Re: Avoiding bad prepared-statement plans.

From: Robert Haas <robertmhaas(at)gmail(dot)com>
To: Tom Lane <tgl(at)sss(dot)pgh(dot)pa(dot)us>
Cc: Mark Mielke <mark(at)mark(dot)mielke(dot)cc>, Jeroen Vermeulen <jtv(at)xs4all(dot)nl>, Alex Hunsaker <badalex(at)gmail(dot)com>, Greg Stark <gsstark(at)mit(dot)edu>, Bart Samwel <bart(at)samwel(dot)tk>, Pavel Stehule <pavel(dot)stehule(at)gmail(dot)com>, pgsql-hackers(at)postgresql(dot)org
Subject: Re: Avoiding bad prepared-statement plans.
Date: 2010-02-26 22:40:06
Message-ID: 603c8f071002261440k15ac3cddjc0a617ceb33fd3e8@mail.gmail.com
Views: Raw Message | Whole Thread | Download mbox | Resend email
Thread:
Lists: pgsql-hackers

On Fri, Feb 26, 2010 at 12:01 PM, Tom Lane <tgl(at)sss(dot)pgh(dot)pa(dot)us> wrote:
> Robert Haas <robertmhaas(at)gmail(dot)com> writes:
>> On Fri, Feb 26, 2010 at 11:27 AM, Tom Lane <tgl(at)sss(dot)pgh(dot)pa(dot)us> wrote:
>>> Also, I think there is a lot of confusion here over two different
>>> issues: generic plan versus parameter-specific plan, and bad planner
>>> estimates leading to a wrong plan choice.  While the latter is certainly
>>> an issue sometimes, there is no reason to believe that it affects
>>> prepared statements worse than non-prepared ones.  So I think that
>>> designing a fix for prepared statements on the assumption that you can't
>>> trust the planner's estimates is solving the wrong problem.
>
>> The two issues seem intimately connected to me.  Of course, estimates
>> can be inaccurate for many reasons, but ONE of those reasons is that
>> the planner is optimizing for an unknown parameter value which has
>> very different distribution from the actually supplied value.
>
> Right, but if the parameter is unknown then its distribution is also
> unknown.

I must be losing my mind. The distribution of the parameter will be
known at execution time because a specific value will be supplied.
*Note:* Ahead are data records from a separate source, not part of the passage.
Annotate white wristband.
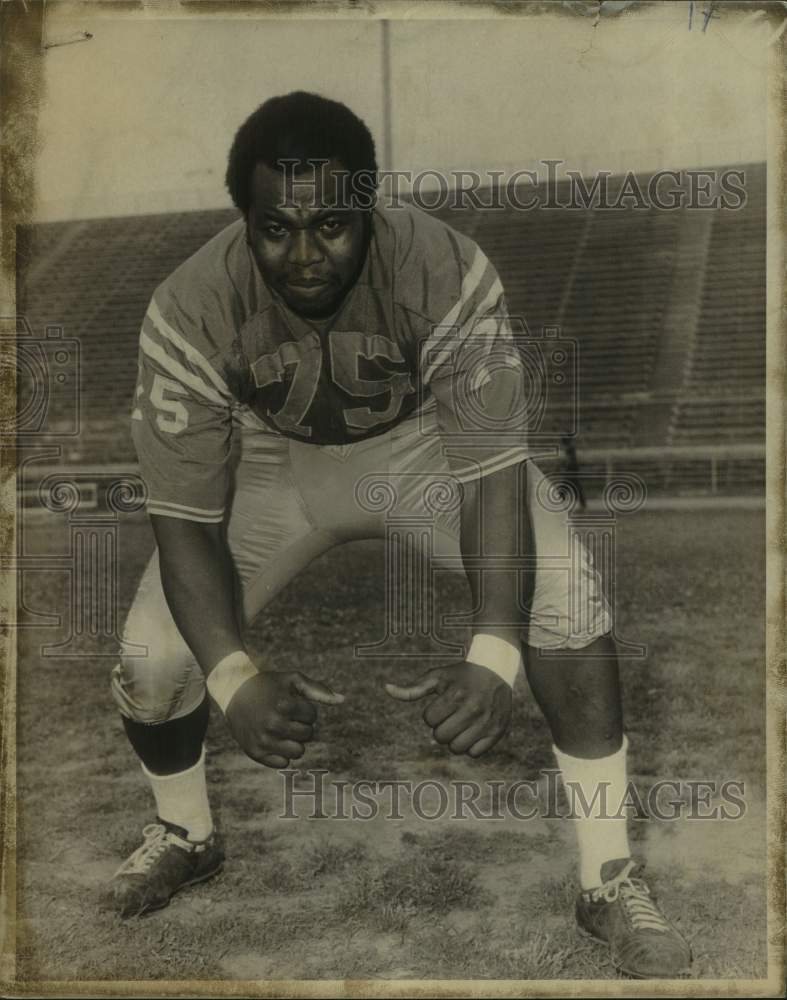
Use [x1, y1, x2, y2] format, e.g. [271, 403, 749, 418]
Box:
[205, 649, 258, 712]
[465, 635, 522, 687]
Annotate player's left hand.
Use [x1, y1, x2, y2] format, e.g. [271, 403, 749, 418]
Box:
[385, 660, 511, 757]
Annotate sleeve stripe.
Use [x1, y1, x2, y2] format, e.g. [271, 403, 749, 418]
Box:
[139, 330, 227, 406]
[430, 247, 489, 326]
[148, 299, 232, 399]
[147, 500, 224, 524]
[451, 445, 529, 483]
[422, 278, 503, 385]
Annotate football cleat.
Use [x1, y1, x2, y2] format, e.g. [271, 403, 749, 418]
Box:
[110, 819, 224, 918]
[576, 858, 691, 979]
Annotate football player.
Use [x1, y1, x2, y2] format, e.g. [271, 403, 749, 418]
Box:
[112, 92, 690, 977]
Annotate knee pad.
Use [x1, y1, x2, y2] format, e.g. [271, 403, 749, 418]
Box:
[111, 643, 205, 724]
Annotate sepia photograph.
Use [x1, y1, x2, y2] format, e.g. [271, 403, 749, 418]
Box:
[0, 0, 787, 997]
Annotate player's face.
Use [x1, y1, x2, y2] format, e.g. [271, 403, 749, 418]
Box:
[248, 161, 368, 317]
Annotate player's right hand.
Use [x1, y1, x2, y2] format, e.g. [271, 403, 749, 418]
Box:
[224, 671, 344, 768]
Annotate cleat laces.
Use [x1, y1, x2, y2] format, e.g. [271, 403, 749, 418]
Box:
[590, 861, 672, 933]
[115, 823, 188, 875]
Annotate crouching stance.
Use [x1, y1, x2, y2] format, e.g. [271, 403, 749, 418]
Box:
[112, 93, 690, 977]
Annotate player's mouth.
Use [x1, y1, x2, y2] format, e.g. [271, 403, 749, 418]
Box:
[287, 278, 329, 295]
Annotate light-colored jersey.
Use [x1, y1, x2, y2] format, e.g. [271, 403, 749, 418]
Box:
[132, 198, 528, 522]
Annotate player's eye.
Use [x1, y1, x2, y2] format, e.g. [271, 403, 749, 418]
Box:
[320, 219, 344, 236]
[262, 222, 287, 240]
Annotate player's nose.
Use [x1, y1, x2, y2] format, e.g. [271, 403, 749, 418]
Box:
[289, 230, 322, 267]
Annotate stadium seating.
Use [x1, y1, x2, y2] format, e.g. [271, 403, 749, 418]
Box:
[18, 164, 765, 488]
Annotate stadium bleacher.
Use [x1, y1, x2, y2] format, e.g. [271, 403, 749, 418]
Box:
[17, 164, 765, 498]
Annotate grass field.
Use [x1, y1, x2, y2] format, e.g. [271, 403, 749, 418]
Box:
[10, 511, 766, 980]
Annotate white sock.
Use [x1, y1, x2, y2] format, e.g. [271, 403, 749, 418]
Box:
[552, 736, 631, 889]
[142, 747, 213, 840]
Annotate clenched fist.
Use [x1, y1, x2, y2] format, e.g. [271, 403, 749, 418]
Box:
[385, 661, 511, 757]
[224, 671, 344, 768]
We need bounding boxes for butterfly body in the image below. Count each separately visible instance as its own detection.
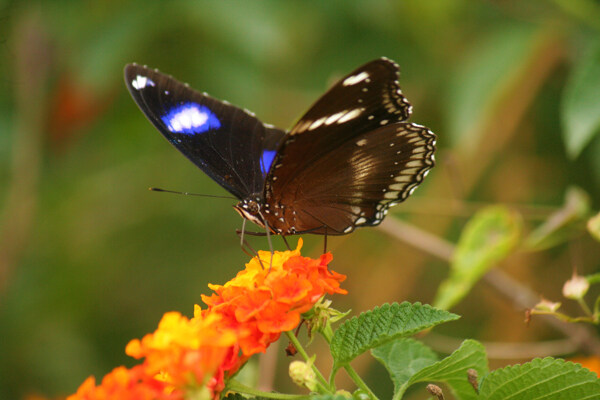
[125,58,435,235]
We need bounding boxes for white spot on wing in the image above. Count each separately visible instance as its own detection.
[308,117,327,131]
[325,110,346,125]
[337,108,364,124]
[131,75,156,90]
[343,71,369,86]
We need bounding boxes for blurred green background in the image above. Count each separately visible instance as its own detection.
[0,0,600,399]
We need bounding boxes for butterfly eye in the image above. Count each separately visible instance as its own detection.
[248,200,260,215]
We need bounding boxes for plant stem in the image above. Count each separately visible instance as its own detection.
[344,365,379,400]
[577,299,594,317]
[285,331,333,393]
[227,379,310,400]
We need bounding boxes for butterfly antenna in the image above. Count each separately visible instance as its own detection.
[148,188,237,200]
[240,218,246,249]
[258,211,275,272]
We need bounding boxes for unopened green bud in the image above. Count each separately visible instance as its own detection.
[290,361,317,391]
[563,273,590,300]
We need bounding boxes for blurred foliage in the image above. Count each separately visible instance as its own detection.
[0,0,600,399]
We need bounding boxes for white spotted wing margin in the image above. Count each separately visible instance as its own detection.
[124,64,285,199]
[267,122,436,235]
[265,58,435,235]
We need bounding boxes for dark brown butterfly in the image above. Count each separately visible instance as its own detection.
[125,58,435,235]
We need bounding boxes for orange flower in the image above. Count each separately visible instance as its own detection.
[67,365,176,400]
[202,239,347,356]
[569,356,600,378]
[68,239,346,400]
[125,308,240,393]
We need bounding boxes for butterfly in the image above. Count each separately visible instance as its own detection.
[125,58,436,236]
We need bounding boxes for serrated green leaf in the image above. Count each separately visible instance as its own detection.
[523,187,590,251]
[371,338,439,392]
[561,41,600,159]
[446,24,537,146]
[376,340,489,400]
[587,213,600,242]
[479,357,600,400]
[433,206,521,309]
[331,302,459,367]
[223,393,256,400]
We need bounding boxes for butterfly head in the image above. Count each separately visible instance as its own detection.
[233,196,265,228]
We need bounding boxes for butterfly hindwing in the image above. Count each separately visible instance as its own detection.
[125,64,285,199]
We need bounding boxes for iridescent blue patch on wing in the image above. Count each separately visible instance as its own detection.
[161,102,221,135]
[260,150,277,175]
[131,75,156,90]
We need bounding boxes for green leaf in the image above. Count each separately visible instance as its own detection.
[371,338,439,392]
[373,340,489,399]
[587,213,600,242]
[479,357,600,400]
[561,41,600,159]
[331,302,459,367]
[446,24,537,146]
[434,206,521,309]
[524,187,590,251]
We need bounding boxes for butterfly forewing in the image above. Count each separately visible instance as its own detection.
[265,59,435,234]
[266,58,411,203]
[125,64,285,199]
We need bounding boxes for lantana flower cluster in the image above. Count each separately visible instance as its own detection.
[67,239,346,400]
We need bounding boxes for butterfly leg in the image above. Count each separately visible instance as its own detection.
[259,211,275,272]
[235,219,272,269]
[281,235,292,250]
Of
course, it's not known at prepare time.

> In any case that's just nitpicking, because the solution is
> to create a custom plan for the specific value supplied.  Or are you
> suggesting that we should create a way for users to say "here is the
> expected distribution of this parameter", and then try to fold that into
> the planner estimates? I think the uptake on that would be about nil;
> not to mention that it fails to fix several of the most pressing
> problems, such as LIKE indexing and partition selection, where all the
> distribution information in the world doesn't help.  You need the exact
> value.

No, I'm not suggesting that.

Basically, what I really want here is some kind of keyword or other
syntax that I can stick into a PL/pgsql query that requests a replan
on every execution. It's easy to identify the cases where this is
needed: they are precisely the cases where my function runs for a
small eternity. I realize that you can use EXECUTE for this, but as
you pointed out upthread, that's not without its share of pain.
Exposing the same functionality via other interfaces (e.g. PQprepare,
other PLs) would be nice too, but for me personally, PL/pgsql is the
one that keeps biting me in the rear end.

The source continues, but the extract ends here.